By: Shaina Oliver, Colorado Field Organizer
Date: June 3, 2026
About: Docket No. EPA-HQ-OAR-2025-3297
To: U.S. Environmental Protection Agency
Thank you for listening to my comments today. My name is Shaina Oliver. I’m a Field Coordinator for Moms Clean Air Force/EcoMadres in Colorado. We are more than one million parents, guardians, and caregivers fighting for clean air and a healthy climate across the U.S., with 44,336 members here in Colorado. Today, I am testifying on behalf of Colorado parents counting on the Clean Cars Standards in protecting crucial basic health protections for the most vulnerable frontline workers to community, importantly commonsense protections for our children and maternal health. Moms Clean Air Force is calling on EPA not to delay implementation of tailpipe protections for light-duty vehicles. These are basic, commonsense policies that protect communities, workers on the frontlines of our workforce, and children in school yards.
I am an Indigenous mother of four kids; we are a family of six. My children and I are descendants and survivors of the genocide known as the Indian Removal Act, known to the Diné as “The Long Walk of the Navajo.”
As Indigenous people, we know environmental harms are embedded in our laws, policies, and governance. As a Diné, my people have seen our wealth, lands, and health become degraded due to these environmental harms. Harms that not only impact my community but all communities across the United States.

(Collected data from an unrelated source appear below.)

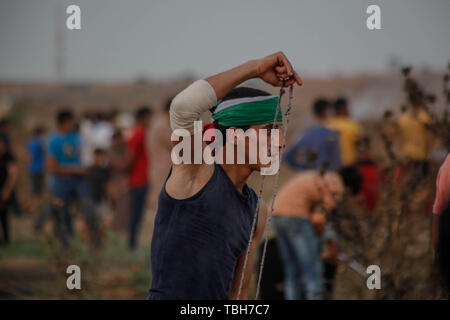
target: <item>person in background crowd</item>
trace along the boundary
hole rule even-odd
[[[435,217],[437,218],[437,217]],[[437,262],[447,297],[450,297],[450,204],[439,214]]]
[[[450,154],[440,167],[436,179],[431,231],[439,269],[450,296]]]
[[[285,160],[292,167],[299,170],[338,171],[341,167],[341,153],[339,147],[339,133],[326,127],[330,103],[325,99],[317,99],[313,104],[313,114],[316,125],[308,129],[305,134],[287,150]],[[330,223],[326,223],[324,232],[318,235],[324,252],[324,298],[331,295],[337,255],[337,237]],[[330,258],[328,258],[330,256]],[[329,294],[328,294],[329,293]]]
[[[83,166],[89,166],[92,164],[94,155],[94,146],[92,142],[92,128],[93,128],[94,114],[86,111],[80,121],[80,135],[83,142],[83,148],[81,148],[81,163]]]
[[[53,197],[53,216],[56,231],[63,247],[69,246],[68,236],[73,234],[70,201],[77,200],[79,212],[86,219],[91,241],[99,244],[98,221],[93,213],[86,168],[81,163],[81,138],[75,131],[75,117],[70,109],[57,115],[58,132],[49,138],[48,172],[51,174],[50,192]]]
[[[119,116],[119,111],[118,111],[118,107],[116,106],[111,106],[108,110],[108,112],[106,112],[106,121],[108,121],[110,123],[110,125],[114,128],[114,131],[112,134],[114,134],[114,132],[116,131],[116,128],[119,126],[117,123],[117,118]],[[112,135],[111,135],[111,139],[112,139]]]
[[[112,120],[111,115],[108,113],[96,113],[91,132],[91,142],[94,149],[106,150],[111,145],[111,138],[114,134]]]
[[[14,154],[12,149],[13,142],[11,138],[11,125],[8,118],[3,118],[0,120],[0,139],[5,142],[8,152],[10,154]],[[22,215],[22,210],[20,207],[19,199],[17,198],[16,189],[12,191],[10,205],[16,216]]]
[[[357,168],[362,177],[361,193],[364,207],[373,212],[378,202],[378,166],[370,153],[370,138],[364,137],[358,142],[359,157]]]
[[[306,130],[297,142],[286,150],[284,160],[297,170],[321,169],[337,171],[341,166],[339,135],[325,126],[330,104],[317,99],[313,105],[316,125]]]
[[[11,153],[12,143],[11,143],[10,124],[7,118],[3,118],[0,120],[0,139],[3,140],[3,142],[6,145],[6,149],[8,150],[8,152]]]
[[[86,179],[89,183],[91,198],[94,205],[96,221],[105,216],[106,186],[110,177],[110,168],[103,149],[94,150],[94,163],[88,168]]]
[[[450,205],[450,154],[439,168],[436,178],[436,197],[433,205],[432,236],[433,246],[438,248],[439,242],[439,215]]]
[[[130,221],[130,186],[128,172],[131,165],[131,154],[121,130],[112,136],[108,150],[108,162],[111,175],[108,183],[108,198],[114,211],[113,227],[118,231],[128,230]]]
[[[30,155],[28,172],[31,179],[31,192],[34,196],[40,197],[45,182],[45,141],[42,127],[36,127],[33,130],[33,136],[28,142],[27,151]]]
[[[0,222],[2,226],[2,244],[10,242],[8,211],[11,205],[12,192],[17,181],[17,164],[8,151],[5,140],[0,139]]]
[[[362,136],[362,128],[350,118],[347,99],[338,98],[334,110],[335,117],[328,121],[328,127],[339,132],[342,166],[352,166],[357,160],[356,144]]]
[[[172,150],[172,142],[170,137],[172,131],[170,130],[169,109],[172,98],[168,99],[164,109],[154,116],[152,125],[150,127],[149,142],[150,142],[150,157],[151,157],[151,181],[152,181],[152,205],[156,205],[159,190],[161,190],[164,181],[169,174],[172,160],[170,152]]]
[[[326,214],[340,204],[345,187],[358,193],[361,177],[351,167],[320,174],[303,171],[283,185],[274,207],[274,227],[283,261],[286,300],[323,299],[324,263],[337,263],[337,240],[320,237],[326,231]]]
[[[132,210],[128,238],[128,245],[131,250],[134,250],[137,246],[139,228],[149,189],[150,164],[147,151],[147,128],[150,121],[150,108],[140,107],[136,112],[136,125],[128,141],[128,149],[132,159],[129,175]]]
[[[123,138],[128,141],[133,133],[135,117],[130,112],[121,112],[116,116],[117,128],[122,132]]]
[[[409,102],[411,107],[396,119],[396,133],[399,136],[401,156],[406,166],[425,176],[429,166],[431,138],[427,126],[431,118],[424,109],[420,93],[410,94]]]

The Denver metropolitan area, where my family lives, learns, and works, is ranked the eighth worst community to breathe due to unhealthy levels of ozone, or smog, pollution, according to the American Lung Association’s 2026 State of the Air Report.
As a community member living with asthma, I too am at risk of asthma attacks, stroke, and premature death. My youngest son, who is now 11 years old, was diagnosed with asthma last year. Indigenous, Black, and Brown communities are at higher risk of asthma, diabetes, cancer, heart disease, leukemia, respiratory disease, adverse birth outcomes, and premature deaths than our white counterparts. Not to mention that when Indigenous families like mine leave the reservation, we are redlined, segregated, or gentrified into areas with serious pollution problems. Because people of color are pushed to live near highways and industrial zoning areas that receive a hefty amount of traffic and particulate matter pollution, our communities, especially our children, face increased health risks.
Bottom line: parents in Colorado want strong protections against tailpipe pollution, and Moms Clean Air Force is calling on EPA not to delay implementing the 2024 Clean Cars standards. Thank you.